二度目のザフト脱走から、アスランは何度かはずみのようにキラにくちづけをしている。その度に彼がどう思っているのかは知らないが、今日ははっきりと自分にキラへの恋慕がつのっていることが判っているので“それはまずい”ような気がしている。
「甘えたい? アスラン」
「え…」
堪えるのに一生懸命で、一瞬いわれたことばが理解できず惚けていると、その隙にぐいっとキラに頭を抱き寄せられた。
「ぼくたち家族なんだから」
「……………」
その顔を見れば、キラは楽しそうに笑っている。
「いつでも“お兄ちゃん”に甘えていいよ」
してやったりと嬉しそうな笑顔のキラに、ついにアスランも吹き出した。
「…莫迦いうな…!」
表情の緩んだアスランの頭を、キラがふざけて子供にするように撫でる。やめろよ、と笑いつついって彼の腕を引きはがすと、アスランはようやく少し、元気が出てきた。

「……キラが久しぶりだなぁと思って」
「ん? …そうだね…。少なくとも十日くらいはまともに話してなかったかな」
キラが考えに泳がせた視線をアスランにもどすと、さきほども見た疲れと艶を含んだ優しい微笑みを湛えて…彼はキラを見つめている。
「アスラン…?」
また途切れたことばを不審に思って顔を近づけると、そのまま彼も顔を寄せてきて、静かに唇を重ねた。

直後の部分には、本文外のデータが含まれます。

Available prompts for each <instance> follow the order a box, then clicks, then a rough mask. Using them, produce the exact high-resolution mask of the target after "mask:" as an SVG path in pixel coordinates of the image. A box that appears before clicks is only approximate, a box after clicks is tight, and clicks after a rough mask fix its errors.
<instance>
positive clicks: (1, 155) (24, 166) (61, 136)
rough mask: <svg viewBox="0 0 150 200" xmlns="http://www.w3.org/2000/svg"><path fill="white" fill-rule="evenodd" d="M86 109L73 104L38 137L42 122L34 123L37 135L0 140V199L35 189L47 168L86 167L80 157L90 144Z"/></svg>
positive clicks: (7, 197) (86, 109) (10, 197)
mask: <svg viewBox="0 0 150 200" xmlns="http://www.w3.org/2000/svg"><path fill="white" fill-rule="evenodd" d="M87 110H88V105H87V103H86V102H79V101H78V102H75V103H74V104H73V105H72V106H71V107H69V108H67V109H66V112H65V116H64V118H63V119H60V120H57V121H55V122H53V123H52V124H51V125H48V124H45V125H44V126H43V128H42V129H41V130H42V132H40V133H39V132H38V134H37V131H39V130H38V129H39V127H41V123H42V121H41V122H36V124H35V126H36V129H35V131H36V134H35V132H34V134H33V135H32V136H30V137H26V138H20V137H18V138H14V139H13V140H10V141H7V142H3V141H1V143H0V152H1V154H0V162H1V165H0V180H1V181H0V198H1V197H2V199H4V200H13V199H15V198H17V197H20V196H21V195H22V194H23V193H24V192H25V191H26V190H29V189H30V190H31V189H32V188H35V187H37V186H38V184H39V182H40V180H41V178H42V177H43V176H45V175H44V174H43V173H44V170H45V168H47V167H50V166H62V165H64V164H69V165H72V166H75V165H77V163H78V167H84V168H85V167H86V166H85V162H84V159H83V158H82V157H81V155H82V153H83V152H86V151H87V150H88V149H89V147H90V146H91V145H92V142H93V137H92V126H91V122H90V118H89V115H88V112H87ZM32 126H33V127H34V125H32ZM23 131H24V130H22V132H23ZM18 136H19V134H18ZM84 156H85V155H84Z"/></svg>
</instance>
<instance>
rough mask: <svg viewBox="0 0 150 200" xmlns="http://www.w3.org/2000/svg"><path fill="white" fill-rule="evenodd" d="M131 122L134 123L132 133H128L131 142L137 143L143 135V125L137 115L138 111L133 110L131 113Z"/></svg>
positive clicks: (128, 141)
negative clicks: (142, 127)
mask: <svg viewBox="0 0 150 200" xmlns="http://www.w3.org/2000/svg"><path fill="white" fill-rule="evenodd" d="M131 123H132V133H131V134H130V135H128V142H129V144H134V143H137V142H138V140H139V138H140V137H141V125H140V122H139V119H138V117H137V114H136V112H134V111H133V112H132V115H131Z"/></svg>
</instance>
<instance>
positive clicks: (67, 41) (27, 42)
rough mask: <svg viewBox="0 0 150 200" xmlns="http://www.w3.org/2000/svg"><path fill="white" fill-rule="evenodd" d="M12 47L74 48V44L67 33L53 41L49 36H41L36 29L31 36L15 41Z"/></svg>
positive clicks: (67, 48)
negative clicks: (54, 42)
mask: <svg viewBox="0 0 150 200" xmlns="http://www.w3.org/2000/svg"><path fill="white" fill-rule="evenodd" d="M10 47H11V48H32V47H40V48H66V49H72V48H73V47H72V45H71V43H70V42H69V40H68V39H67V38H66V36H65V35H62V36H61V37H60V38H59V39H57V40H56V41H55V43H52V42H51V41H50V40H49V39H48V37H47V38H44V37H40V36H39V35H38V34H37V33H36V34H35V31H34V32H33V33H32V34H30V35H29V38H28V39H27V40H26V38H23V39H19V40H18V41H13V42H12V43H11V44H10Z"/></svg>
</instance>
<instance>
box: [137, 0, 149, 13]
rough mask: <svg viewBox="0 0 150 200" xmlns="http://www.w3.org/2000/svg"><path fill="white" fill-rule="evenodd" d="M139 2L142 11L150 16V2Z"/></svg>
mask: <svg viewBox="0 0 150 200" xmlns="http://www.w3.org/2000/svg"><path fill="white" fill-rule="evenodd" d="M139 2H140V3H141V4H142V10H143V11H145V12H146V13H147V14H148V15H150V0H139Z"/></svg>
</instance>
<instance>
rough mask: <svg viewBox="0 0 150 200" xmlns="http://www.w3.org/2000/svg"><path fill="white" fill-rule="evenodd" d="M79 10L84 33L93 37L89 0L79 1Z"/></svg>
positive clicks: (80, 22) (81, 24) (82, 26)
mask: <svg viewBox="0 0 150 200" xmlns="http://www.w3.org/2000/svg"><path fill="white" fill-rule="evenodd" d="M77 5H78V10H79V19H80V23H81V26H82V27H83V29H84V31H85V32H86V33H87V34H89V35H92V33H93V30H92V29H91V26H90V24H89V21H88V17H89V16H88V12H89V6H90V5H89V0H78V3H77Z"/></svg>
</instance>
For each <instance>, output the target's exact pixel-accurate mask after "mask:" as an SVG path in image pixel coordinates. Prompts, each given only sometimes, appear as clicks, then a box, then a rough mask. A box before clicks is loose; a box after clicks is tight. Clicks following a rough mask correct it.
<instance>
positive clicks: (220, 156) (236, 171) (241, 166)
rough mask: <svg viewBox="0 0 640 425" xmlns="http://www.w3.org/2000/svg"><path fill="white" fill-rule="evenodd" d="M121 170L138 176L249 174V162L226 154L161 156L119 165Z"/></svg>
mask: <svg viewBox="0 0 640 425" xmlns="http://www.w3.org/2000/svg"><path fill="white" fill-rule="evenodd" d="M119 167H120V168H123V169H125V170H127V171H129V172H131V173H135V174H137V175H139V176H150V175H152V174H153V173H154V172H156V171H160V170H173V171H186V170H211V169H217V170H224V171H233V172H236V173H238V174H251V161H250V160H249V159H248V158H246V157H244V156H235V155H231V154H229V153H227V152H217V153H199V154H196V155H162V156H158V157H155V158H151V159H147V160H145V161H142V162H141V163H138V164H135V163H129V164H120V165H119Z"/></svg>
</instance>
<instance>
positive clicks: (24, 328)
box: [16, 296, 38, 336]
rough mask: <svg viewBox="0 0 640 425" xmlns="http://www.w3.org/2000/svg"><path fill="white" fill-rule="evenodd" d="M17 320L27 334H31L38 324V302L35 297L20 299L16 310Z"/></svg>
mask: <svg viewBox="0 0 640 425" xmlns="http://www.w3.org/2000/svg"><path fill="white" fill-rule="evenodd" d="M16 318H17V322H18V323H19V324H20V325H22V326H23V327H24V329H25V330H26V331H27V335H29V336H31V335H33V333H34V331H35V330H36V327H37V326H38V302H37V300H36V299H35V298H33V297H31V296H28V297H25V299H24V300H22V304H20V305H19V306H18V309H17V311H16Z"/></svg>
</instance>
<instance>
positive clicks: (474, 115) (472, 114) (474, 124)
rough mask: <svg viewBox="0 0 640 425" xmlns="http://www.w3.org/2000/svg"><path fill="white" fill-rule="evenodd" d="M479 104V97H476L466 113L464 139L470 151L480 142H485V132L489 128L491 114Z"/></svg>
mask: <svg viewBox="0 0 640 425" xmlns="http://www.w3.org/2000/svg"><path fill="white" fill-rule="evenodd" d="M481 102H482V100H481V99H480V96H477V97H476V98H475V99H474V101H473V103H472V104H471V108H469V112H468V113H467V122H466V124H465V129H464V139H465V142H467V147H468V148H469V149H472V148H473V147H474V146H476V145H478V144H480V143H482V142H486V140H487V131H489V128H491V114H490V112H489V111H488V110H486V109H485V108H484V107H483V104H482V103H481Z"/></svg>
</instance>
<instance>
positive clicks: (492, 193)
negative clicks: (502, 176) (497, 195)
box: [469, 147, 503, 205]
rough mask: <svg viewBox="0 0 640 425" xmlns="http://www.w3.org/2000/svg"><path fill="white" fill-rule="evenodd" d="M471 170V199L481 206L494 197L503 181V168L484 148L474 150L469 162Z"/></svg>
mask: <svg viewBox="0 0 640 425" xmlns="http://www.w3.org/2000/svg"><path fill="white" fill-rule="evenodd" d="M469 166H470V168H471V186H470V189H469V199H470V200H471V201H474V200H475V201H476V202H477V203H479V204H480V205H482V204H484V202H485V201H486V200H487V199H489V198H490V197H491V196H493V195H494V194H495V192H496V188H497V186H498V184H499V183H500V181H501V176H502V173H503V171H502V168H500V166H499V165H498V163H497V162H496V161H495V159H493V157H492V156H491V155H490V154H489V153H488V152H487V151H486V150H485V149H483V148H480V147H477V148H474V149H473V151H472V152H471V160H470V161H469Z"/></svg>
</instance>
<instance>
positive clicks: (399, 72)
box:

そのぬくもりが伝わるまもなく離れると、すいとアスランは立ち上がった。ワードローブを開けて上着を脱ぎハンガーにかける。それがあまりに何気ないそぶりで、くちづけと思われたものは顔を動かした勢いでかすっただけのことのように錯覚する。だが、間違いなくそうではない証拠に、離れる瞬間、アスランはキラの唇を微かに吸った。その音も耳に、届いたように思う。
背を向けたまま着替えを続けるその顔はキラから見えないが、「もう寝る。おやすみ。キラももう寝ろよ」といった声は、疲れの消えたいつもの声だった。
「うん、おやすみ」
最後まで表情を確認できないまま、キラはアスランの部屋から出て、そのドアを閉めた。